Package org.elasticsearch.index.codec.tsdb.pipeline


package org.elasticsearch.index.codec.tsdb.pipeline
Composable encoding pipeline for TSDB numeric doc values.

A pipeline is an ordered sequence of transform stages followed by a terminal payload stage. Transform stages (delta, offset, GCD) reduce value entropy; the payload stage (bit-packing) serializes the result.

Stage types

StageSpec is a sealed hierarchy with two markers: TransformSpec for chainable transform stages and PayloadSpec for terminal stages that serialize values to bytes. Each stage type has a persisted byte identifier (StageId) that serves as the wire-format contract.

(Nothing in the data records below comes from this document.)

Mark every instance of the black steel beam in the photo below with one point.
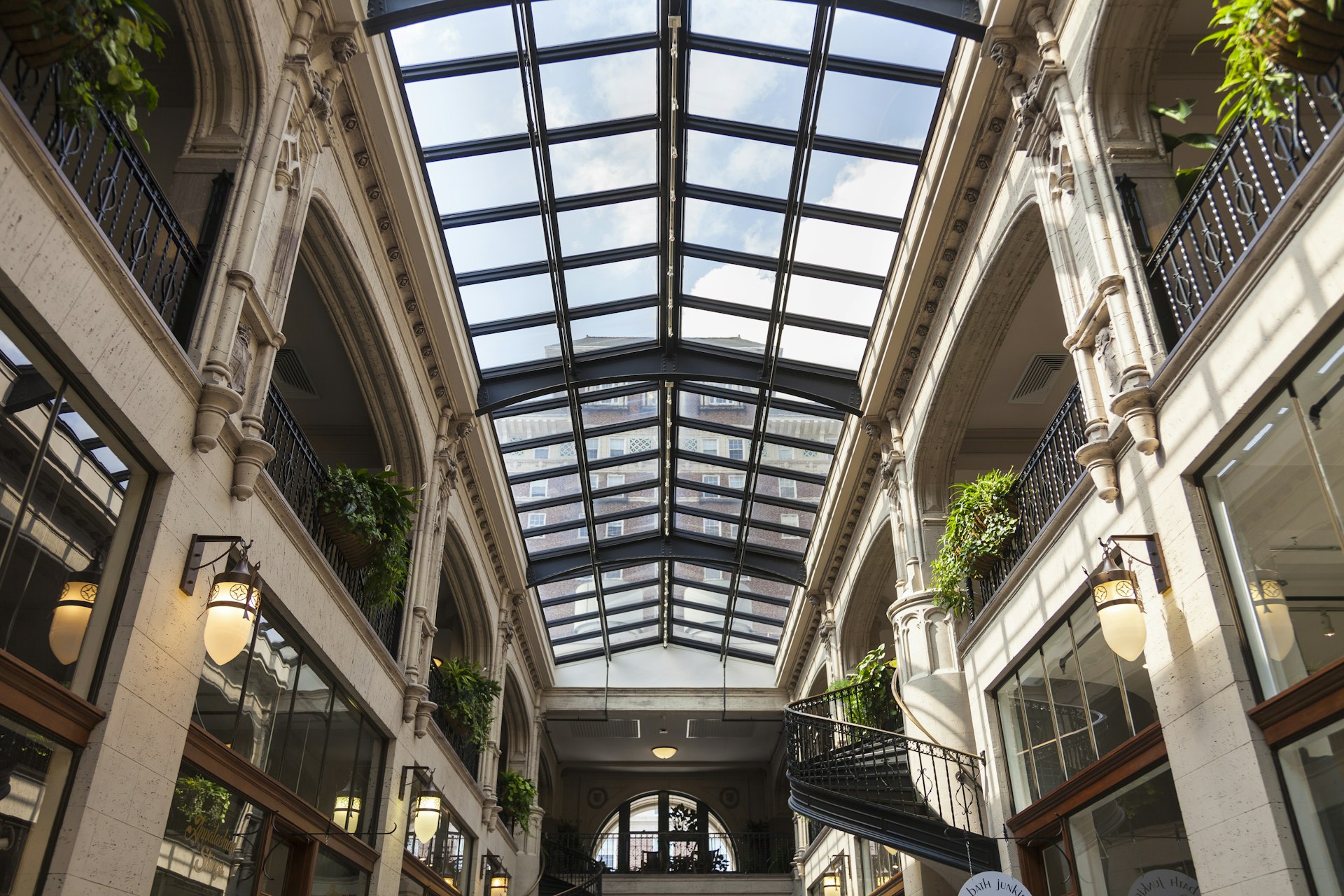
(652, 548)
(687, 363)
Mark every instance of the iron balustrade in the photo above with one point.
(1246, 179)
(106, 171)
(686, 852)
(461, 743)
(886, 770)
(299, 476)
(1044, 481)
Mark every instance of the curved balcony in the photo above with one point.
(918, 797)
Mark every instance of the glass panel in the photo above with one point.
(1133, 837)
(729, 282)
(819, 347)
(336, 876)
(496, 245)
(604, 163)
(846, 246)
(518, 346)
(566, 22)
(613, 331)
(860, 184)
(612, 282)
(210, 840)
(885, 39)
(875, 109)
(581, 92)
(749, 90)
(778, 22)
(483, 182)
(601, 227)
(620, 409)
(734, 163)
(461, 36)
(504, 298)
(467, 108)
(723, 331)
(1313, 769)
(831, 300)
(1068, 700)
(734, 227)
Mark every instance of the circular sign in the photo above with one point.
(993, 883)
(1167, 883)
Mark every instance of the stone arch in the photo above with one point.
(331, 260)
(1018, 257)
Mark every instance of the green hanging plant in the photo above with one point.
(981, 519)
(517, 797)
(468, 699)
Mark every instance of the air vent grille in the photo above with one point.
(718, 729)
(1041, 374)
(605, 729)
(292, 374)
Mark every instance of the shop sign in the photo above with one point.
(1164, 883)
(993, 883)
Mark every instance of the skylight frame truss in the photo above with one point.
(670, 368)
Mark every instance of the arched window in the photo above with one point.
(666, 832)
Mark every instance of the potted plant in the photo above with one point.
(96, 42)
(517, 797)
(468, 699)
(369, 517)
(981, 519)
(1264, 42)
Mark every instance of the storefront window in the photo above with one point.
(276, 706)
(67, 496)
(210, 841)
(1275, 492)
(1070, 701)
(1313, 769)
(33, 774)
(1135, 834)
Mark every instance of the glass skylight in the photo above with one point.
(670, 264)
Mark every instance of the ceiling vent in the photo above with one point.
(292, 374)
(1041, 374)
(605, 729)
(718, 729)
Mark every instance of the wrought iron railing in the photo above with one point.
(575, 867)
(458, 741)
(1246, 179)
(1044, 481)
(105, 169)
(299, 476)
(685, 852)
(888, 770)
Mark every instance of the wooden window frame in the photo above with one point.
(290, 811)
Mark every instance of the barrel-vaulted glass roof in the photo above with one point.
(670, 225)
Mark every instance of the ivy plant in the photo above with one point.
(470, 697)
(981, 519)
(517, 797)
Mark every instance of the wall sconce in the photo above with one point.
(428, 811)
(1120, 608)
(232, 606)
(493, 871)
(74, 606)
(347, 812)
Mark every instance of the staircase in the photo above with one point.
(851, 767)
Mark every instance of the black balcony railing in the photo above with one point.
(461, 743)
(1044, 481)
(1246, 179)
(115, 183)
(682, 852)
(299, 476)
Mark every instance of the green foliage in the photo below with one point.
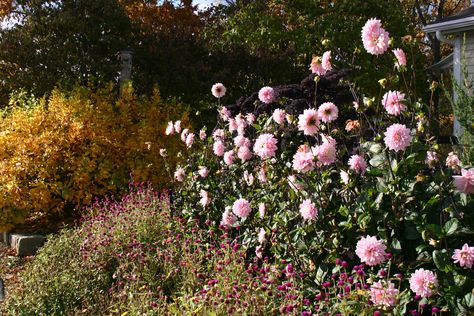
(137, 256)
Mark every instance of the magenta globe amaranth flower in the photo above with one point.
(228, 218)
(328, 112)
(397, 137)
(465, 182)
(358, 164)
(308, 122)
(384, 295)
(218, 148)
(218, 90)
(423, 282)
(374, 37)
(393, 102)
(464, 256)
(308, 210)
(266, 95)
(169, 128)
(303, 160)
(241, 208)
(279, 116)
(265, 146)
(401, 58)
(371, 250)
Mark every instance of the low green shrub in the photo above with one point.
(137, 257)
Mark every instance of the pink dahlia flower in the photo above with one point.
(179, 174)
(393, 102)
(327, 112)
(384, 296)
(397, 137)
(400, 56)
(371, 250)
(244, 153)
(266, 95)
(374, 37)
(205, 200)
(177, 126)
(326, 61)
(189, 140)
(218, 90)
(241, 208)
(465, 182)
(265, 146)
(308, 122)
(326, 153)
(358, 164)
(423, 282)
(169, 129)
(464, 256)
(279, 116)
(229, 157)
(241, 141)
(316, 66)
(303, 160)
(308, 210)
(203, 171)
(228, 218)
(452, 161)
(218, 148)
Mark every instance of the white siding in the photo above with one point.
(468, 57)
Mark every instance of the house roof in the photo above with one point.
(461, 21)
(444, 64)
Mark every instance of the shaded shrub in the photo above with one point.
(61, 152)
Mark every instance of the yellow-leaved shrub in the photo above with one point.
(59, 153)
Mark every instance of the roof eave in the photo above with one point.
(451, 26)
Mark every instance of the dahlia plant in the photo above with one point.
(309, 188)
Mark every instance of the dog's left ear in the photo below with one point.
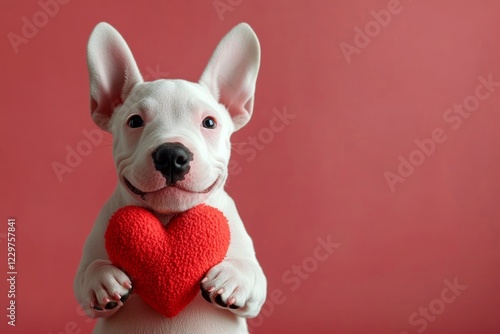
(231, 73)
(113, 72)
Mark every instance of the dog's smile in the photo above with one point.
(141, 193)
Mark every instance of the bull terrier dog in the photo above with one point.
(171, 147)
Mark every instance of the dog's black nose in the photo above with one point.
(172, 160)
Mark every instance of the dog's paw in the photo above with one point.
(231, 284)
(107, 286)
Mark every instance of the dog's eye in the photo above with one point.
(135, 121)
(209, 122)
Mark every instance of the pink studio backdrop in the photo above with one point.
(368, 176)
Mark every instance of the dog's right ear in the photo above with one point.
(112, 70)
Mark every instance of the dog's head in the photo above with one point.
(171, 137)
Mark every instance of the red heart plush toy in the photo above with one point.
(166, 264)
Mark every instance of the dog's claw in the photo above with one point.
(124, 298)
(205, 295)
(111, 305)
(219, 301)
(97, 308)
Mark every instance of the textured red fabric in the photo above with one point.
(166, 264)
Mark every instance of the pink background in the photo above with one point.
(320, 176)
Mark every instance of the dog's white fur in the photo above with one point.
(173, 111)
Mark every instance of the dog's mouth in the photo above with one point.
(141, 193)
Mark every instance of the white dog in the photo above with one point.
(171, 149)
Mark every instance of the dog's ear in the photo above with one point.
(231, 73)
(112, 70)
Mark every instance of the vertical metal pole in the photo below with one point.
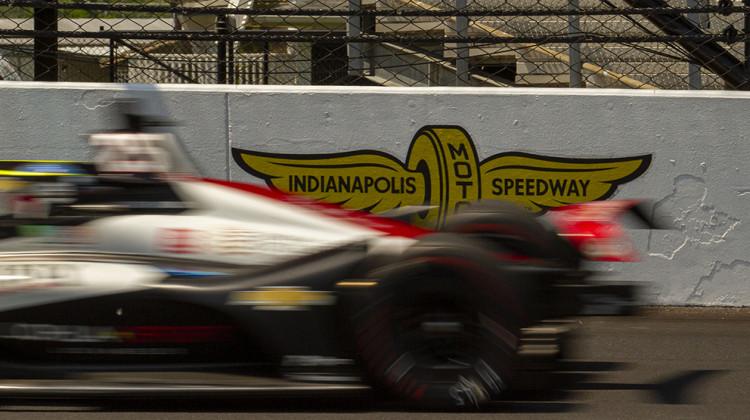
(463, 78)
(574, 49)
(230, 62)
(266, 57)
(112, 65)
(694, 70)
(746, 84)
(221, 50)
(354, 49)
(45, 47)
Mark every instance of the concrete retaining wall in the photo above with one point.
(697, 144)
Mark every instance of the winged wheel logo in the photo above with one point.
(442, 170)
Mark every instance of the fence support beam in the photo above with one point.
(574, 49)
(354, 49)
(45, 47)
(463, 78)
(221, 50)
(694, 70)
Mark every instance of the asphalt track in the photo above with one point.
(665, 363)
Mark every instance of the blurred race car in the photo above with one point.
(129, 276)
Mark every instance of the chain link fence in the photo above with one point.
(639, 44)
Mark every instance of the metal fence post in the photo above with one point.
(574, 49)
(221, 50)
(354, 49)
(45, 47)
(463, 78)
(694, 70)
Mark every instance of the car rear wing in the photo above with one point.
(595, 228)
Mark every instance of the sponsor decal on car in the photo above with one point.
(282, 298)
(442, 169)
(111, 334)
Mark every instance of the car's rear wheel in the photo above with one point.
(510, 227)
(443, 330)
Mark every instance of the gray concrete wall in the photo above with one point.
(698, 143)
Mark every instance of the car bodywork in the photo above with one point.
(128, 267)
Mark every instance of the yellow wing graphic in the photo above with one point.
(539, 182)
(366, 180)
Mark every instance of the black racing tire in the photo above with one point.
(443, 327)
(510, 227)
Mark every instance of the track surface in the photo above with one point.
(666, 363)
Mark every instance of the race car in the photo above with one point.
(132, 276)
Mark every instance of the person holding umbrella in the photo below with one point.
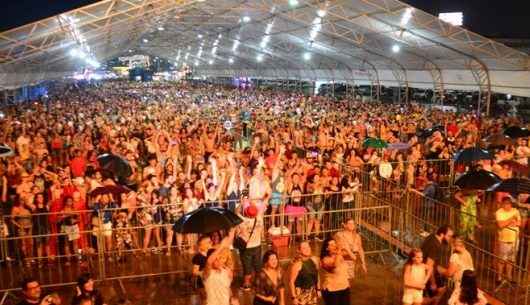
(508, 223)
(219, 272)
(468, 213)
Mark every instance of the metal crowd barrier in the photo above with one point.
(416, 216)
(127, 258)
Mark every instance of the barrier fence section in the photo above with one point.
(116, 243)
(414, 216)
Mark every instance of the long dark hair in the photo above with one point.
(324, 249)
(268, 255)
(469, 290)
(412, 254)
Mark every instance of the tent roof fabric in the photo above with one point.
(338, 36)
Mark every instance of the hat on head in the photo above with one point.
(251, 211)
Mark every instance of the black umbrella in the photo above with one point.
(472, 154)
(6, 151)
(513, 186)
(115, 190)
(116, 165)
(498, 140)
(517, 132)
(477, 180)
(207, 220)
(425, 133)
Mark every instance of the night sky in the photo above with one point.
(491, 18)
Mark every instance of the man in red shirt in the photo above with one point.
(78, 164)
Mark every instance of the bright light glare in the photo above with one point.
(74, 52)
(456, 19)
(236, 44)
(268, 28)
(93, 63)
(407, 15)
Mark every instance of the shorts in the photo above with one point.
(306, 296)
(23, 232)
(507, 251)
(276, 198)
(71, 231)
(316, 211)
(251, 260)
(107, 229)
(351, 268)
(411, 295)
(294, 212)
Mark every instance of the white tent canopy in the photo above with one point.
(351, 40)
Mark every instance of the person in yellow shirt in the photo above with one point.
(508, 223)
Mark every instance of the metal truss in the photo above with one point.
(400, 74)
(352, 34)
(482, 77)
(438, 83)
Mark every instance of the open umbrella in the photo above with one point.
(6, 151)
(477, 180)
(513, 185)
(399, 146)
(472, 154)
(115, 190)
(375, 143)
(517, 132)
(498, 140)
(116, 165)
(207, 220)
(516, 166)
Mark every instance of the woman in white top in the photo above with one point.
(459, 261)
(218, 273)
(416, 274)
(467, 293)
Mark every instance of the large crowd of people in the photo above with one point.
(256, 152)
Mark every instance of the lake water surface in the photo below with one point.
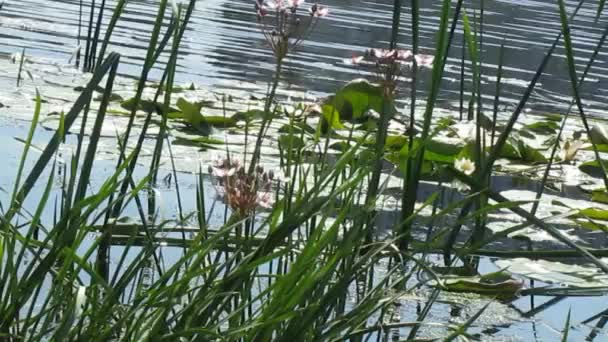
(223, 47)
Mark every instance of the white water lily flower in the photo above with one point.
(465, 165)
(460, 185)
(570, 149)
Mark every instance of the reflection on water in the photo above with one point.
(223, 47)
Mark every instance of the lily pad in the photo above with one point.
(530, 154)
(147, 106)
(554, 272)
(497, 284)
(543, 127)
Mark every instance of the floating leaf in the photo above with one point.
(553, 117)
(594, 213)
(499, 284)
(554, 272)
(202, 142)
(250, 115)
(599, 196)
(543, 127)
(297, 128)
(147, 106)
(331, 118)
(508, 151)
(598, 135)
(286, 141)
(220, 121)
(356, 98)
(530, 154)
(191, 112)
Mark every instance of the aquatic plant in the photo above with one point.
(284, 29)
(243, 192)
(312, 267)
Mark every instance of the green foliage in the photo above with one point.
(593, 168)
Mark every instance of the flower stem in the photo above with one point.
(267, 119)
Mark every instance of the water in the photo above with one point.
(223, 47)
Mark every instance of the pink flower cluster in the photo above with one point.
(281, 24)
(241, 191)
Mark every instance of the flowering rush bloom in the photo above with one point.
(281, 24)
(241, 191)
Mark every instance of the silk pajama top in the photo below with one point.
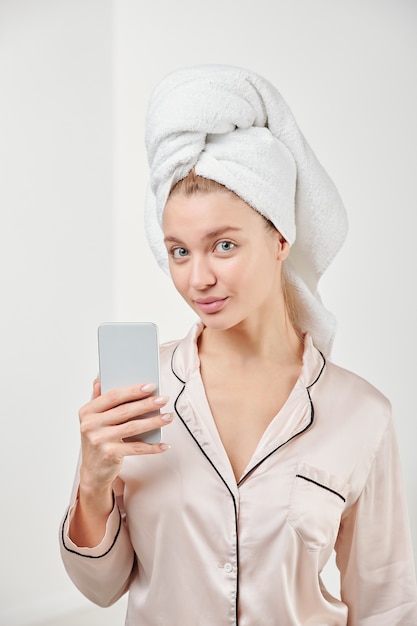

Construction vs wire format

PipelineConfig provides a type-safe fluent builder for assembling pipelines at construction time. PipelineDescriptor is the compact wire-format representation (stage IDs, block size, data type) persisted in the metadata file, enabling per-field codec selection. The two are deliberately separate: PipelineConfig carries rich stage specifications (StageSpec) while PipelineDescriptor stores only the byte identifiers needed for decoding. FieldDescriptor wraps the descriptor with a format version for segment compatibility.

Encoding and decoding

BlockFormat is the block-level entry point for writing and reading encoded values. EncodingContext and DecodingContext carry per-block state (bitmap, value count) and provide metadata I/O via MetadataWriter / MetadataReader, decoupling individual stages from the block layout.

Block layout

   [bitmap][payload][stage metadata (reverse stage order)]
 

Metadata is written after the payload so the decoder can read every section in a single forward pass with no seeking or buffering. See BlockFormat for details.

Usage

Building a pipeline configuration:


 PipelineConfig config = PipelineConfig.forLongs(128)
     .delta()
     .offset()
     .gcd()
     .bitPack();